Cloning and Expression of Genes for Biodegrading Nodularin by Sphingopyxis sp. USTB-05

Biodegradation is efficient for removing cyanobacterial toxins, such as microcystins (MCs) and nodularin (NOD). However, not all the microbial strains with the microcystin-biodegrading enzymes MlrA and MlrC could biodegrade NOD. Studies on genes and enzymes for biodegrading NOD can reveal the function and the biodegradation pathway of NOD. Based on successful cloning and expression of the USTB-05-A and USTB-05-C genes from Sphingopyxis sp. USTB-05, which are responsible for the biodegradation of MCs, the pathway for biodegrading NOD by these two enzymes was investigated in this study. The findings showed that the enzyme USTB-05-A converted cyclic NOD (m/z 825.4516) into its linear type as the first product by hydrolyzing the arginine and Adda peptide bond, and that USTB-05-C cut off the Adda and glutamic acid peptide bond of linearized NOD (m/z 843.4616) and produced dimeric Adda (m/z 663.4377) as the second product. Further, based on the homology modeling of enzyme USTB-05-A, site-directed mutants of USTB-05-A were constructed and seven crucial sites for enzyme USTB-05-A activity were found.
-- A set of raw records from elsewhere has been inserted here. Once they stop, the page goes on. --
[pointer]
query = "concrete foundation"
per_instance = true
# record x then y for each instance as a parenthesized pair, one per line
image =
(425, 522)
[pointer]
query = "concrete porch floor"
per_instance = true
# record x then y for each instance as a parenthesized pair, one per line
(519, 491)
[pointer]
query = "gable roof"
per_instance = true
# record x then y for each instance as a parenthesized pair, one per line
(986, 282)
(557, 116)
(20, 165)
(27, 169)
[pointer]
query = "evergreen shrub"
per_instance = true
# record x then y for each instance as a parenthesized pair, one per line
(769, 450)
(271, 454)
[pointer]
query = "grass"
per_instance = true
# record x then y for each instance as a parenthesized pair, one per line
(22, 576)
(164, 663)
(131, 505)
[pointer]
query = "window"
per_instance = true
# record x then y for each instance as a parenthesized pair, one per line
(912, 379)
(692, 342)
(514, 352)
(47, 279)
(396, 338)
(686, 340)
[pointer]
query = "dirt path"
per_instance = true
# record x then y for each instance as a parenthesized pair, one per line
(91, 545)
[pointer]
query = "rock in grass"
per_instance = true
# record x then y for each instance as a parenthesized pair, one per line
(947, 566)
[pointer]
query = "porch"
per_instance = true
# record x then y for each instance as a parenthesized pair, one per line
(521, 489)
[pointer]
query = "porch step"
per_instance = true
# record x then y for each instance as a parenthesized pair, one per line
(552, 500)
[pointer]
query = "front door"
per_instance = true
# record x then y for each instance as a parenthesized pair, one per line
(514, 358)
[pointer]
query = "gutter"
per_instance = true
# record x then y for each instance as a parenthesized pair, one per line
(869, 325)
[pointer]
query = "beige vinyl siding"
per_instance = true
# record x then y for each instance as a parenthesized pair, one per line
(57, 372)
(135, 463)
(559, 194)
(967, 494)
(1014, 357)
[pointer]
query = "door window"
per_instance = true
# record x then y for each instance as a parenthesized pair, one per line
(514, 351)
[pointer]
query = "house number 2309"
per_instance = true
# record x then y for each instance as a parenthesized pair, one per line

A complete enzymatic mechanism for NOD biodegradation by USTB-05-A in the first step was proposed: glutamic acid 172 and histidine 205 activate a water molecule facilitating a nucleophilic attack on the arginine and Adda peptide bond of NOD; tryptophan 176 and tryptophan 201 contact the carboxylate side chain of glutamic acid 172 and accelerate the reaction rates; and histidine 260 and asparagine 264 function as an oxyanion hole to stabilize the transition states.